The Canadian government slighted the indigenous community suffering 100 suicide attempts - and it could become a major problem


attawapiskat march

Reuters/Chris Wattie

People take part in a march and candlelight vigil in the Attawapiskat First Nation in northern Ontario, Canada, April 15, 2016.

Residents of Attawapiskat, the small Canadian aboriginal community that has suffered more than 100 suicide attempts in the last nine months, say the Canadian government's response to the crisis has left them feeling demoralized.


Attawapiskat Chief Bruce Shisheesh declared a state of emergency in the community on April 9.

Attawapiskat resident Jackie Hookimaw-Witt told Business Insider that a local movement arose weeks ago among community members to deal with the crisis.

Hookimaw-Witt's 13-year-old grand-niece Sheridan Hookimaw took her own life last October.

Days before Shisheesh's emergency declaration, more than 100 residents held a prayer walk in honor of those who had been affected by suicide in recent months. Youth in the community held a healing circle in the local gymnasium, where the Hookimaw family spoke about Sheridan. Hookimaw-Witt described the local movement as "complete and healing and empowering."


"Youth were saying, 'We don't wanna die, we're not going to give up, we've got to help one another,'" Hookimaw-Witt said.

On April 18, Canada's indigenous affairs minister Carolyn Bennett and Charlie Angus, a member of parliament representing the area that includes Attawapiskat, flew out to visit the northern Ontario community to address the crisis. The officials held a private meeting with Shisheesh before meeting with the community's youth council, a move that Hookimaw-Witt said many the community members saw as a slight.

"Instead of having separate meetings, the Chief and council should invite the public and youth council to sit together in the same room - like a family," she said. "[That's] how we do things Indigenous-style."

Shortly after Bennett and Angus's arrival, Hookimaw-Witt says the community's feelings grew negative as the officials appeared more concerned about looking good in front of the media than renewing relations with the community.

During the visit, government officials offered few concrete solutions other than promises for a new youth center and programs. Details and dollar figures for the youth center were not discussed. Hookimaw-Witt questioned why the officials never discussed education reform, or what youth will do in the meantime before the center gets built.


"When bureaucracy takes over, that was it. It just seems it was disempowering. The grassroots was hushed out," said Hookimaw-Witt.

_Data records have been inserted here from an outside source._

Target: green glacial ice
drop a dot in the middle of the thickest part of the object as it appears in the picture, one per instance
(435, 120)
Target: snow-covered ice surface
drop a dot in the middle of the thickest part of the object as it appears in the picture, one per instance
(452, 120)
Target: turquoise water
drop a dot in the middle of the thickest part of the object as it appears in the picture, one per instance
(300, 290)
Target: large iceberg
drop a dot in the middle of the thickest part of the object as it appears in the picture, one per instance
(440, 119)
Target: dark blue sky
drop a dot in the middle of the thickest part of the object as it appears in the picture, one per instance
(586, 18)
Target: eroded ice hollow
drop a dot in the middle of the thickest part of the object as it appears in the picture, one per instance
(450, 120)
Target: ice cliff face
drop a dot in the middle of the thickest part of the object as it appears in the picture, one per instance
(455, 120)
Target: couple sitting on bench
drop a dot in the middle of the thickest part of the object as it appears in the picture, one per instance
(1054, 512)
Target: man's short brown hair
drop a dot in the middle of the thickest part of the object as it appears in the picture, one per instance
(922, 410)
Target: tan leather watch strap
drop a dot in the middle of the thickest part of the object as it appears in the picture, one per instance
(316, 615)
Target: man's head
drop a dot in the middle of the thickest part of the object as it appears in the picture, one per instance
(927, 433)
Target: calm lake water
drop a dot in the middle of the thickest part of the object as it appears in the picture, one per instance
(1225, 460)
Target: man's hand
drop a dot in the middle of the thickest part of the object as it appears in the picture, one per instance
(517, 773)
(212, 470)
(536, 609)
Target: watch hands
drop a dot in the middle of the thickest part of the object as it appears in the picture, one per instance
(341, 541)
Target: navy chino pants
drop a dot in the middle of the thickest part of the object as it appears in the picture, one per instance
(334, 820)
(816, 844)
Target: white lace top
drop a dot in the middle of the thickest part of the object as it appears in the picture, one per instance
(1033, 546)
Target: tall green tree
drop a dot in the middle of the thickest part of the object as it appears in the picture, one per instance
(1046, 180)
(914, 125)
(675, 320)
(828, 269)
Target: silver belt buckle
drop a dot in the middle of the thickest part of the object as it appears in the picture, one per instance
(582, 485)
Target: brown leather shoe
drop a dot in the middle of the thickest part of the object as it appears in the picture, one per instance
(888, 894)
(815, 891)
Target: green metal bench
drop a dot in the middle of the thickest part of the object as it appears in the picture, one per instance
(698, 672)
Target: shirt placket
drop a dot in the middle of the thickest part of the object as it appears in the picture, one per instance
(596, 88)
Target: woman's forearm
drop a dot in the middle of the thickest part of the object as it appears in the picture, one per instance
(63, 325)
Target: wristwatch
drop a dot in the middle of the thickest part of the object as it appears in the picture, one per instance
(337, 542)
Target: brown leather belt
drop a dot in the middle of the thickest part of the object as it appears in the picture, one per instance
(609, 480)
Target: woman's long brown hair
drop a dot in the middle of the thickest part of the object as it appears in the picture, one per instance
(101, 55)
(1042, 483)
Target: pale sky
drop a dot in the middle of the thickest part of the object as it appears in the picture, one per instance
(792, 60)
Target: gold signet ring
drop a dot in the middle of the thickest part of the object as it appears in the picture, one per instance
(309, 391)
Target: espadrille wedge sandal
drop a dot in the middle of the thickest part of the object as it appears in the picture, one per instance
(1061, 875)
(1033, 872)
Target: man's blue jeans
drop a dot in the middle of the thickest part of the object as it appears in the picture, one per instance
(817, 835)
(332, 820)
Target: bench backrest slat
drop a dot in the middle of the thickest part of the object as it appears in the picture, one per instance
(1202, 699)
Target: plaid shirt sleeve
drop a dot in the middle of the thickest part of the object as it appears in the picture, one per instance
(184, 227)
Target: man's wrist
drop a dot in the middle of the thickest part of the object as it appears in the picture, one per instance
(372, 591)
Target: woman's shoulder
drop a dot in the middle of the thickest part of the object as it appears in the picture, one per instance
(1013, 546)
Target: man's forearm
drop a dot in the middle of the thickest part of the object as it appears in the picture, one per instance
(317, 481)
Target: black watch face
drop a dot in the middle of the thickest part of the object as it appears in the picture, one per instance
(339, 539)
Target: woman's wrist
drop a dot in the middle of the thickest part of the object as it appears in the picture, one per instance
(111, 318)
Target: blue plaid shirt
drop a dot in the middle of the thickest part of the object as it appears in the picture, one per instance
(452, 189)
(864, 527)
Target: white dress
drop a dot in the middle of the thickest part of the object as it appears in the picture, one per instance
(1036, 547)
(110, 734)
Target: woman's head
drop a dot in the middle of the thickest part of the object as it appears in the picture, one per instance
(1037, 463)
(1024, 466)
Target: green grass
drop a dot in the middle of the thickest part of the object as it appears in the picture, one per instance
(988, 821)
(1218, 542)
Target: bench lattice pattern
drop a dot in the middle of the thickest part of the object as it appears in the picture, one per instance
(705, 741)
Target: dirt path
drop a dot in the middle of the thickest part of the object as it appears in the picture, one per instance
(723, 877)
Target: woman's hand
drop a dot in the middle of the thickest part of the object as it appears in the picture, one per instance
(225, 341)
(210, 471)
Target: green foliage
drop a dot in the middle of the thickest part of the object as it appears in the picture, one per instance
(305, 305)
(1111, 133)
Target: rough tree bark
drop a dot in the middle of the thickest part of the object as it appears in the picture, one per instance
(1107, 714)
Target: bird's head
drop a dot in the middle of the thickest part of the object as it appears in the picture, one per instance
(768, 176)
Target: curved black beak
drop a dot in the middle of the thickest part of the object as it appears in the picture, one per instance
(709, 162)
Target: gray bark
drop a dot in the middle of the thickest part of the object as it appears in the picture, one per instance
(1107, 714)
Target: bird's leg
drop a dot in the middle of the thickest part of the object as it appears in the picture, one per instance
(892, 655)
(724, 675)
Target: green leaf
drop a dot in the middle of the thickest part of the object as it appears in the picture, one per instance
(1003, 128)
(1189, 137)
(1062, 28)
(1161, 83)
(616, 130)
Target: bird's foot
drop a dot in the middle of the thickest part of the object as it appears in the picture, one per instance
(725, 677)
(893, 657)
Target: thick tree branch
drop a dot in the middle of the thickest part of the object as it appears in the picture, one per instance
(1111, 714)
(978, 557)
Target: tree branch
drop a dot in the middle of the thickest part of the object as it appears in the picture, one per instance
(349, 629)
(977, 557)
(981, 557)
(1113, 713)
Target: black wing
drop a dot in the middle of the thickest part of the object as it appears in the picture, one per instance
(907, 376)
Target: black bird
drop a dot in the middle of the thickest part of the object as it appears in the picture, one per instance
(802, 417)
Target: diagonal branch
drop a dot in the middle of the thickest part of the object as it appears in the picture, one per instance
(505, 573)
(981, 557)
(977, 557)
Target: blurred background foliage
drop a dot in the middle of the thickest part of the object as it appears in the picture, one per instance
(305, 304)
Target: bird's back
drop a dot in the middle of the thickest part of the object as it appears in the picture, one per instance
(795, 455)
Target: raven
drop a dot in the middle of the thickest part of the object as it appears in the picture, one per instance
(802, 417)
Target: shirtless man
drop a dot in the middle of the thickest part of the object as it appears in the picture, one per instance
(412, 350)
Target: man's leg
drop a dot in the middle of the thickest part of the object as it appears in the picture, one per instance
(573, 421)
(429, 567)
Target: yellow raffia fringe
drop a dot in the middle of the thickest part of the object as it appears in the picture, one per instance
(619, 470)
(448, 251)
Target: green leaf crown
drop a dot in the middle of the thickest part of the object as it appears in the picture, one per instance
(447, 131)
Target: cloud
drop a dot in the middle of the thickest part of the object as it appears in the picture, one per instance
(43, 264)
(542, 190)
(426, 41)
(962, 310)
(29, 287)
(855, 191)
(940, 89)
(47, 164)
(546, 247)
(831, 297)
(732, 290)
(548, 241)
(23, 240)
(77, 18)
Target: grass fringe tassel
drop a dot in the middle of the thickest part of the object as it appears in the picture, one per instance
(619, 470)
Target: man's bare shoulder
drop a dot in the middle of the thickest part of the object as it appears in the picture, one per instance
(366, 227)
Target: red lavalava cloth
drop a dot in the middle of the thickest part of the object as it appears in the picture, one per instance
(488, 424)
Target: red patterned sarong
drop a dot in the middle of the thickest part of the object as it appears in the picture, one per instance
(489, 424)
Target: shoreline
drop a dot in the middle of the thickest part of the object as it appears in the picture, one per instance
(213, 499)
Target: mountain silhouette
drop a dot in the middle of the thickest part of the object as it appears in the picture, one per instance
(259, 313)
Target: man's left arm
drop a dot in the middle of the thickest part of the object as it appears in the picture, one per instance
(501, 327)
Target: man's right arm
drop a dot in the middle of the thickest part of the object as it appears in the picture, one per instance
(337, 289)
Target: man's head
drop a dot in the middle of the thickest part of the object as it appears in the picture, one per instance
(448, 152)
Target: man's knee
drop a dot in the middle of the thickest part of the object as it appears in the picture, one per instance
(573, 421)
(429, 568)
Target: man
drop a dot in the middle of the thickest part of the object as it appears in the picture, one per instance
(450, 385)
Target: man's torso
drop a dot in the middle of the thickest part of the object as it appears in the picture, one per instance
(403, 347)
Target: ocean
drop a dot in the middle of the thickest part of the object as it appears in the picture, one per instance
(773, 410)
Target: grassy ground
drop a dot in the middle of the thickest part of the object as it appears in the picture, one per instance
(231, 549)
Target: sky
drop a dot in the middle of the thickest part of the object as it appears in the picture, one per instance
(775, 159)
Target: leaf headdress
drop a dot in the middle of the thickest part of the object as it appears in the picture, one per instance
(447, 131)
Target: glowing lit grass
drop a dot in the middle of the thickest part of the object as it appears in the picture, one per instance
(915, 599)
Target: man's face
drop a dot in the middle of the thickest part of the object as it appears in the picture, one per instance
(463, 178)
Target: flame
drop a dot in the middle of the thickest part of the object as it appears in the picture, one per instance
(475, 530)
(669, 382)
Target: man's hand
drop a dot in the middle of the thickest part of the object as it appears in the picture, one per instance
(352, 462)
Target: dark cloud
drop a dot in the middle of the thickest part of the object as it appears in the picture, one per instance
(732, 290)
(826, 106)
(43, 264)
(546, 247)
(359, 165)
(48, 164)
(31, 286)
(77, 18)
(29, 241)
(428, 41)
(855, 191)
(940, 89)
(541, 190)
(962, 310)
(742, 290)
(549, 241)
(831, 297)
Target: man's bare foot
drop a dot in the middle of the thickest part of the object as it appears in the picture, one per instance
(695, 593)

Charles Hookimaw, an Attawapiskat First Nation member who now lives in North Bay, Ontario, told Business Insider he is often skeptical of the promises made by the provincial and federal government to First Nations communities. He said in his experience, government officials who visit Attawapiskat or offer assistance to First Nations communities frequently bring more red tape than solutions.

"Right now there hasn't been any concrete response - I haven't seen anything yet," Hookimaw said. "Ontario gives a little bit of help here and there, but that money will end up going toward administration fees ... It's all bureaucratic process and everything."

Since the government officials' visits to the community, Chief Shisheesh noted in a statement that while no specific details had been provided regarding the establishment of the youth center and "healing programs" in Attawapiskat, the community is "cautiously optimistic" about the future.

"The problems of our community were not created overnight, they have festered overtime [sic], and are now only becoming exposed," he said. "We need a long period of stability to heal and regain the hope that we have misplaced due to our chronic issues. We want to work with all levels of government to provide help for our community so we can cast off this shadow and move forward."